- Born: Edward Stuart Pratt 8 December 1995 (age 30)

YouTube information
- Channel: EdPratt;
- Years active: 2014 – present
- Subscribers: 582 thousand
- Views: 105.1 million

= Ed Pratt =

British unicyclist and circumnavigator

Edward Stuart Pratt (born 8 December 1995) is a British YouTuber. Between 2015 and 2018, he circumnavigated the globe by unicycle, and in 2023 he started a series of "Source to Sea" journeys where he attempts to travel the length of rivers, only allowing himself to make progress while in the river.

== World unicycle tour ==
In March 2015, 19-year-old Pratt set off from his home in Curry Rivel, Somerset, to circumnavigate the globe by unicycle. During the challenge, he cycled approximately 21,000 mi and returned home three-and-a-half years later. He filmed his trip and posted videos about it on his YouTube channel.

Pratt's route took him from the UK through Europe to Turkey, through Asia via a Caspian Sea ferry and south-east Asia to Singapore before flying to Perth. He cycled across Australia to Sydney, and flew to New Zealand's South Island. From Auckland, he flew to San Francisco and traversed the U.S. before flying from New York to Edinburgh. His final cycle took him south from Scotland to Chilthorne Domer in Somerset, England. During the journey, Pratt taught English as a foreign language in Bishkek, Kyrgyzstan, for six months. In Australia, Pratt met Mark Beaumont who was on his world record attempt around the world.

He ended at the headquarters of School in a Bag, a local charity providing backpacks containing educational tools and materials for poor and vulnerable children around the world, for which he raised over £300,000 during the challenge. Pratt arrived back home in July 2018. In October 2018 he was awarded the 1015th Points of Light award and was commended by British Prime Minister Theresa May through a letter.
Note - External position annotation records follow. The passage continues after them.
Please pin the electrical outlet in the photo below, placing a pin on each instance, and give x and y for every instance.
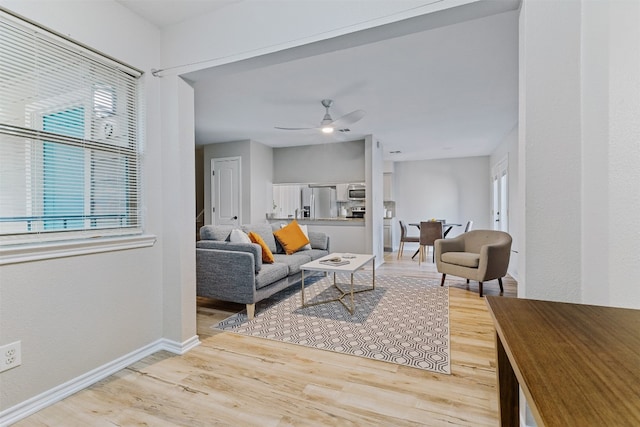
(10, 356)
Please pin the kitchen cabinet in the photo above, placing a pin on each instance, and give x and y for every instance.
(341, 192)
(387, 186)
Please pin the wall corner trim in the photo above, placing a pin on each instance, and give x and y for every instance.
(56, 394)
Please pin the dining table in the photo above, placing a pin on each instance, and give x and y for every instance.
(446, 228)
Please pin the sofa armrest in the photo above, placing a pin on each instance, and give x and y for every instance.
(252, 248)
(226, 275)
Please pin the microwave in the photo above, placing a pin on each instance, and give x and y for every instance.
(356, 192)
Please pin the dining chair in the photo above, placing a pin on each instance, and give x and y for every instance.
(430, 231)
(405, 238)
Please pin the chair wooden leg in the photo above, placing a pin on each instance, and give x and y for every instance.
(251, 311)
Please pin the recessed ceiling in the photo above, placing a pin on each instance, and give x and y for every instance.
(450, 90)
(167, 12)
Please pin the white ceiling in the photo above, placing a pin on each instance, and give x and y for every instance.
(439, 87)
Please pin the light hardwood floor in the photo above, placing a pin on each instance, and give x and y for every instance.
(232, 380)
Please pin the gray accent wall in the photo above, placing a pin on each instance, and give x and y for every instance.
(321, 163)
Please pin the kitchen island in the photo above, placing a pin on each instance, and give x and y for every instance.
(345, 234)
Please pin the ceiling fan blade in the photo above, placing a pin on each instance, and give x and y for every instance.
(277, 127)
(348, 119)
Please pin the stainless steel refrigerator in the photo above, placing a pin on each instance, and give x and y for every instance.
(320, 200)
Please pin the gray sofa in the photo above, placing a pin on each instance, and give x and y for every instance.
(235, 272)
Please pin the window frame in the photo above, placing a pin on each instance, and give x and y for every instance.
(29, 246)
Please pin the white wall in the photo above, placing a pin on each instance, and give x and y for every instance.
(80, 313)
(256, 163)
(457, 190)
(580, 120)
(261, 170)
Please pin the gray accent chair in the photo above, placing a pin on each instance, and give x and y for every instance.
(479, 255)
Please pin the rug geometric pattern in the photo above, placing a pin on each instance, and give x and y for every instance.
(405, 320)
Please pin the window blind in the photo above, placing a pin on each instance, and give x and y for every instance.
(69, 139)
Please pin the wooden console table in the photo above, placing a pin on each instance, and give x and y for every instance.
(578, 365)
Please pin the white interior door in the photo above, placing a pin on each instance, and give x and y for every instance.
(226, 191)
(500, 195)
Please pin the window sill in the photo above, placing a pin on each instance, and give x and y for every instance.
(43, 251)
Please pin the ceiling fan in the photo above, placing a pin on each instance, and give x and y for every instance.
(328, 125)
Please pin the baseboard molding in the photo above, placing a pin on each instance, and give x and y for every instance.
(41, 401)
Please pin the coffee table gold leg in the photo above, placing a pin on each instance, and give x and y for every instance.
(302, 288)
(353, 306)
(374, 272)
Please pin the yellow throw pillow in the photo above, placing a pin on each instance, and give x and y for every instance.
(291, 237)
(267, 256)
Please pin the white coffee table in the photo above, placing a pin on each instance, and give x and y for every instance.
(355, 263)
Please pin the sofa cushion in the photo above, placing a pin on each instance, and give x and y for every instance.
(303, 227)
(315, 253)
(293, 261)
(464, 259)
(271, 273)
(215, 232)
(267, 256)
(253, 248)
(319, 240)
(291, 237)
(239, 236)
(265, 231)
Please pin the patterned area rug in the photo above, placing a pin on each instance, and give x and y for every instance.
(405, 320)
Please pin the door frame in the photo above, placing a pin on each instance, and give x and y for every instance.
(500, 169)
(213, 179)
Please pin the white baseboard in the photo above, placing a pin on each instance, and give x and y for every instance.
(49, 397)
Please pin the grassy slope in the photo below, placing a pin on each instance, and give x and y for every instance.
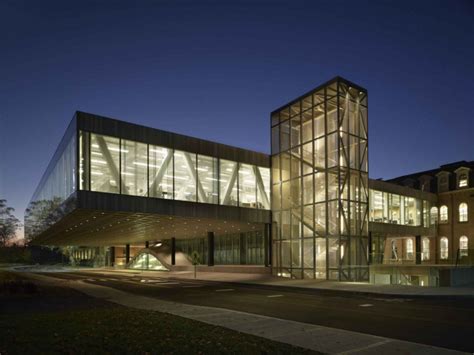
(58, 320)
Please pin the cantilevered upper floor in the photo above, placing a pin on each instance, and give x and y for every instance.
(114, 181)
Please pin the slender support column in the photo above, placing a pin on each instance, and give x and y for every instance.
(369, 241)
(267, 240)
(173, 251)
(112, 256)
(210, 248)
(418, 249)
(127, 253)
(243, 249)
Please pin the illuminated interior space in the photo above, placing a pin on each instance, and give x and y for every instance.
(117, 194)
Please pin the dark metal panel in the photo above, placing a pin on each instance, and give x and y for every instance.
(125, 130)
(125, 203)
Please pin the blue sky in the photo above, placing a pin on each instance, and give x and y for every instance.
(215, 70)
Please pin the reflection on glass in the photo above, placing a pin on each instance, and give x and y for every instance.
(228, 182)
(134, 168)
(104, 163)
(161, 172)
(184, 176)
(263, 187)
(247, 186)
(208, 179)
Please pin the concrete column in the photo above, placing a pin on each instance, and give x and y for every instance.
(112, 256)
(267, 240)
(173, 251)
(242, 249)
(210, 248)
(418, 249)
(127, 253)
(369, 241)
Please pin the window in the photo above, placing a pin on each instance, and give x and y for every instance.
(228, 182)
(463, 212)
(425, 249)
(443, 248)
(443, 214)
(134, 168)
(434, 216)
(247, 186)
(409, 246)
(160, 172)
(207, 179)
(443, 182)
(462, 180)
(463, 246)
(104, 163)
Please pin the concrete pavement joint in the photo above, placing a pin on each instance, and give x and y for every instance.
(309, 336)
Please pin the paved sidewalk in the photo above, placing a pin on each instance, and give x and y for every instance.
(308, 336)
(269, 280)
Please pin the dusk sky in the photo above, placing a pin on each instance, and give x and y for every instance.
(216, 69)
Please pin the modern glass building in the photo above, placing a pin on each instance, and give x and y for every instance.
(120, 194)
(320, 184)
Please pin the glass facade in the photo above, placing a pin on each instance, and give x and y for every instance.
(51, 202)
(391, 208)
(114, 165)
(320, 185)
(229, 249)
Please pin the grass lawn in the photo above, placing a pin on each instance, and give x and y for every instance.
(61, 320)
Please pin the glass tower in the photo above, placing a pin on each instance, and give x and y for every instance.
(320, 184)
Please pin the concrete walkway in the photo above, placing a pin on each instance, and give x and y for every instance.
(269, 280)
(323, 339)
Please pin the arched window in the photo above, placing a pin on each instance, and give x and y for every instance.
(394, 250)
(425, 249)
(443, 248)
(434, 215)
(409, 246)
(463, 180)
(443, 214)
(463, 246)
(463, 212)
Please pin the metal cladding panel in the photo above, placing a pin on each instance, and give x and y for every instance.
(112, 127)
(124, 203)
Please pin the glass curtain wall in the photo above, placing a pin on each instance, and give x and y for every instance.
(229, 249)
(391, 208)
(114, 165)
(51, 202)
(320, 185)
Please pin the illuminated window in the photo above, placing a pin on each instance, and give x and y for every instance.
(463, 212)
(443, 182)
(434, 215)
(462, 180)
(463, 246)
(104, 163)
(208, 179)
(134, 168)
(409, 246)
(443, 248)
(160, 174)
(184, 176)
(425, 249)
(229, 171)
(443, 214)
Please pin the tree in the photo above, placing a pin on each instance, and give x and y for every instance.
(9, 224)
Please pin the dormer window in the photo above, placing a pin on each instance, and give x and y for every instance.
(443, 181)
(462, 177)
(463, 180)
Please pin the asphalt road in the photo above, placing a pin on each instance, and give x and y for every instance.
(440, 322)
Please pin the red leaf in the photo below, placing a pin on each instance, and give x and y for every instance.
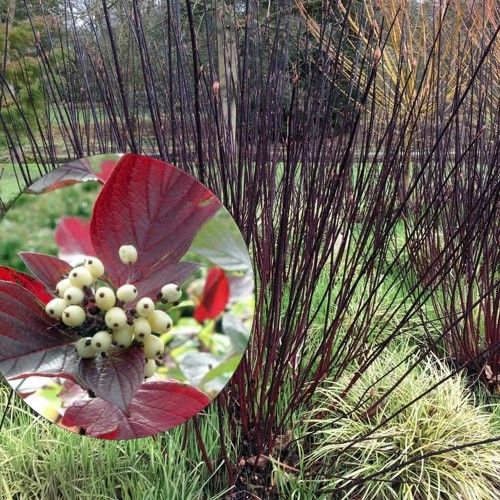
(73, 238)
(155, 207)
(71, 173)
(27, 282)
(115, 378)
(215, 295)
(54, 362)
(156, 407)
(49, 270)
(28, 339)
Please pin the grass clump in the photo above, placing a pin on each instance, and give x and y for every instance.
(40, 460)
(367, 446)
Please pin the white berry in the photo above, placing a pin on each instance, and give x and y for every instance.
(73, 295)
(153, 347)
(84, 348)
(141, 328)
(128, 254)
(94, 266)
(80, 277)
(171, 292)
(123, 336)
(160, 321)
(104, 298)
(62, 286)
(145, 307)
(101, 341)
(56, 307)
(126, 293)
(149, 368)
(115, 318)
(73, 315)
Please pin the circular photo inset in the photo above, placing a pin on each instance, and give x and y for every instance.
(126, 296)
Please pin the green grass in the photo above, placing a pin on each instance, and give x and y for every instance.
(446, 417)
(30, 222)
(41, 460)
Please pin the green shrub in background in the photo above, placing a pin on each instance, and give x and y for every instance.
(30, 223)
(444, 418)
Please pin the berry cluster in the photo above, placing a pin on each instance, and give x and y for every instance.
(99, 314)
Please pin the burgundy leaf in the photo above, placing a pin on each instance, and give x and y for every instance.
(49, 270)
(29, 341)
(215, 295)
(71, 173)
(155, 207)
(73, 238)
(26, 281)
(156, 407)
(58, 361)
(115, 378)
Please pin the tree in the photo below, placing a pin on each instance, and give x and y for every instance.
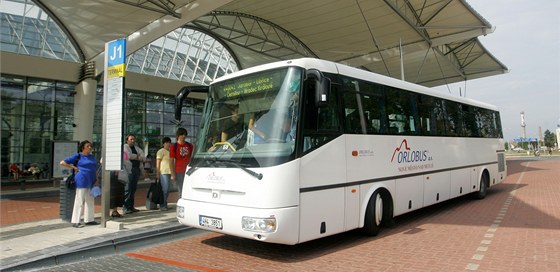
(549, 138)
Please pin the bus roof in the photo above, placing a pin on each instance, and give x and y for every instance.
(337, 68)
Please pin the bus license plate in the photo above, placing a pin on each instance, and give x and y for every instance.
(210, 222)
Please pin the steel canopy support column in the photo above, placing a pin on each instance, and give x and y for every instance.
(84, 106)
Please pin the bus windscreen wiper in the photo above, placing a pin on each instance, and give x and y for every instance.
(214, 160)
(250, 172)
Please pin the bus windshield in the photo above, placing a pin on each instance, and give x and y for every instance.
(250, 120)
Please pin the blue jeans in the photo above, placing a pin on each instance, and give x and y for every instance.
(165, 180)
(130, 189)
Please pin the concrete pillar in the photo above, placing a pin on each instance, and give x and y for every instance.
(84, 106)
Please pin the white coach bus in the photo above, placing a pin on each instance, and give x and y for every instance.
(297, 150)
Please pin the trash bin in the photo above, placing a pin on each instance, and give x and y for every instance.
(66, 201)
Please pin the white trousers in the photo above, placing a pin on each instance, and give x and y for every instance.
(83, 199)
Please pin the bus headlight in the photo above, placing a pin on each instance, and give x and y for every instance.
(258, 224)
(180, 212)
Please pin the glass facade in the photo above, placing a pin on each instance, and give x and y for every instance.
(36, 112)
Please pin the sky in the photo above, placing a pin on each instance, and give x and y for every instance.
(526, 40)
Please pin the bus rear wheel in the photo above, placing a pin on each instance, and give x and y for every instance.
(374, 214)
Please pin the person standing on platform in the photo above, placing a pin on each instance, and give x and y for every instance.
(136, 157)
(84, 166)
(163, 170)
(180, 153)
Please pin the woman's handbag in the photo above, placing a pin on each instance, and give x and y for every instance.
(70, 182)
(95, 191)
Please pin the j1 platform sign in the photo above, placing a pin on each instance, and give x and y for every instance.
(115, 67)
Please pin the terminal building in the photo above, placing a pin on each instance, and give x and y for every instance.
(52, 57)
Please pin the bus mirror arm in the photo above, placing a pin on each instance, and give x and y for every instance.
(322, 87)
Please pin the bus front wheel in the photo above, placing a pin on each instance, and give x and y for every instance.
(374, 214)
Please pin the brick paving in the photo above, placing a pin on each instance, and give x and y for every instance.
(17, 211)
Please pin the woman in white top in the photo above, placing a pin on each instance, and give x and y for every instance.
(163, 170)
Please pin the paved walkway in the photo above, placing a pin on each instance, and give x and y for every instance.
(31, 228)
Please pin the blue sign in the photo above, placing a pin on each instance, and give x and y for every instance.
(116, 52)
(524, 140)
In 2020, Pratt acknowledged that he did not follow Guinness World Record regulations he had been given, citing his extended stay in Kyrgyzstan due to harsh winter weather and a near car accident in Kazakhstan earlier and missing the second mandated antipodal point in Madrid (the other being Auckland). Instead, Pratt said that he stuck to his own rules which required him to only progress under his own power by cycling, walking, or pushing the unicycle at steep sections and stated that he took pride in knowing that "apart from the watery bits, there's an unbroken unicycle tire track around the entire planet". In the video, Pratt corrected news outlets that reported that he was the first person to circumnavigate the earth on a unicycle as he hadn't fully completed it officially and also acknowledged the earlier attempt by Wally Watts in the 1970s, which Pratt said had originally inspired him, and interviewed Watts for a video.

== "Source to Sea" ==
In 2023, Pratt travelled from the source of the River Parrett in Somerset to Burnham-on-Sea, where it discharges into the Bristol Channel.

In 2024, he undertook a River Thames "Source to Sea" challenge, travelling the 201 mi from Thames Head at Coates, Gloucestershire, to Sheerness on the Thames Estuary.

In 2025, he completed a third "Source to Sea" challenge going down the River Tay, starting at the top of Ben Oss. It took him 28 days to reach his final destination of Broughty Ferry.